Nous ne désertons jamais un lieu… Metropolis et nos empreintes indélébiles.

Nous ne désertons jamais un lieu. Nos lieux demeurent. En nous. Et Metropolis est un de nos lieux intérieurs. Notre échappatoire. Libre. Comme son cinéma. Nous porterons le flambeau de cette culture ancrée dans les plus beaux souvenirs. Jusqu’au moment de la reconstruction. Parce que le cinéma est renaissance. Le cinéma est cette reconstitution du monde tel quel ou à notre guise. Notre âme boit à la source de la culture et notre culture est un plan séquence. Rien, personne, ne peut démolir, voler, briser un rêve. Surtout pas un espace. Tout vit, vibre en nous. Tant de fois nous nous sommes déconstruits, rebâtis, au fond de ces salles aux fauteuils rouges. Là où, les yeux rivés sur un écran noir et puis vivant, nous apprenions à voir, à regarder le monde d’une autre façon. À la manière de cycles ininterrompus, Ayyam Beirut Al Cinema’iya, la Reprise de la Semaine de la Critique du Festival de Cannes, le Festival du Film Européen, et la liste est longue. L’association Metropolis Art Cinema créée en 2006, avec pour directrice  Hania Mroué, avec une équipe d’experts passionnés avec pour but ultime de défendre et promouvoir le cinéma indépendant dans toutes ses formes, aura pour toujours passion et mission face à tous les vents. Et toutes les incertitudes retombent. L’essence est là. Qu’importent les étiquettes, les massacreurs de talents, les avides de conquêtes, les faux, les opportunistes et les pouvoirs de position. Le vrai est sans masque. Le vrai aura toujours raison. De tout. 

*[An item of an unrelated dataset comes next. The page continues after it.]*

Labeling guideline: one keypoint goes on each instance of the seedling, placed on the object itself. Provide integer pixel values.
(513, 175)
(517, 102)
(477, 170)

Interviewée lors de la 9ème édition de  Ayam Beyrouth Al Cinéma’iya ayant habituellement lieu à Metropolis, la directrice artistique du festival, également membre de l’équipe fondatrice de Metropolis avait répondu à la question ‘Qu’est-ce qui vous permet de persévérer sur cette mission qu’est le cinéma, malgré tous les obstacles?’. ‘Être à la base de la création d’une plateforme cinématographique est une réponse à toutes les questions. Cette mission en est vraiment une. Travailler dans n’importe quel autre domaine serait une frustration pour moi; je ne m’imaginerais jamais faisant ailleurs quelque chose de complètement différent. Le cinéma est notre cause et notre passion, une passion qui s’est ancrée en une carrière. Voilà notre point fort,’ attesta-t-elle. Ces flammes-là ne peuvent pas s’éteindre. 

Les vrais lieux ne meurent jamais. Ils demeurent. Ils renaissent. Par-dessus tous les combats. Tout renaîtra. Vivement la prochaine projection, vivement le prochain cycle.